Zur Eröffnung der Tagung warnte Ralf Fücks vor zu hohen Erwartungen an den beginnenden parlamentarischen Gesetzgebungsprozess. Unter den Abgeordneten des Bundestages gäbe es andere Mehrheitsverhältnisse als in der Bevölkerung. Diese Kluft zwischen öffentlicher und Fachmeinung auf der einen Seite und dem Meinungsbild unter den Bundestagsabgeordneten zeigte sich den Tagungsteilnehmern bei der Abschlussdiskussion am Abend (siehe Bericht auf Seite 12/13): Während das Publikum der Tagung – in diesem Punkt durchaus repräsentativ – mehrheitlich für eine Liberalisierung und Stärkung der Patientenverfügung eintrat, betonten zahlreiche Abgeordnete ihre Bedenken gegen eine Liberalisierung. Die Ursachen dieser Zweifel sah Fücks in den Erfahrungen mit der so genannten Euthanasie im Dritten Reich und dem befürchteten Mißbrauch liberaler Sterbehilfe-Regeln. Die beim Thema Sterbehilfe nahezu reflexhaft angestellten Vergleiche mit der gezielten Tötung durch nationalsozialistische „Gesundheitsprogramme“ vernebeln jedoch den Blick. Stellt schon die Inanspruchnahme des Begriffs für jene „Säuberungsprogramme“ die historische und etymologische Bedeutung der euthanasá­a auf den Kopf, müssen sich heutige Lebensschützer erst recht die Frage gefallen lassen, warum gerade ein paternalistisch betriebener Schutz der Patienten die geeignete Antwort auf nationalsozialistische Tötungsverbrechen sein soll. Medizinische oder staatliche Übergriffe im Namen übergeordneter Gesundheitsziele lassen sich am besten durch eine weitgehende Selbstbestimmung der Betroffenen abwehren.

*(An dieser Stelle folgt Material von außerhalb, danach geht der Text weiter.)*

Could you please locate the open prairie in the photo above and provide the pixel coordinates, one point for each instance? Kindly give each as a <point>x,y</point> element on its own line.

Rosemarie Will wies in ihren einleitenden Worten darauf hin, dass eine gesetzliche Klärung der Patientenverfügungen längst überfällig sei. 1978 habe die Humanistische Union ihre ersten Patientenverfügungen veröffentlicht, spätestens seit diesem Zeitpunkt gibt es eine Diskussion um die Verbindlichkeit solcher Willenserklärungen. Der Gesetzgeber sei bisher jedoch taub geblieben. Die Konsolidierung der Patientenverfügungen erfolgte vielmehr durch die Rechtsprechung, wobei verschiedene Interpretationen und zum Teil widersprüchliche Urteile eine zunehmende Verunsicherung hervorrufen. Insofern bestehe ein dringender gesetzgeberischer Handlungsbedarf, um den zivilrechtlichen und den strafrechtlichen Rahmen für Patientenverfügungen und Sterbehilfe abzugrenzen.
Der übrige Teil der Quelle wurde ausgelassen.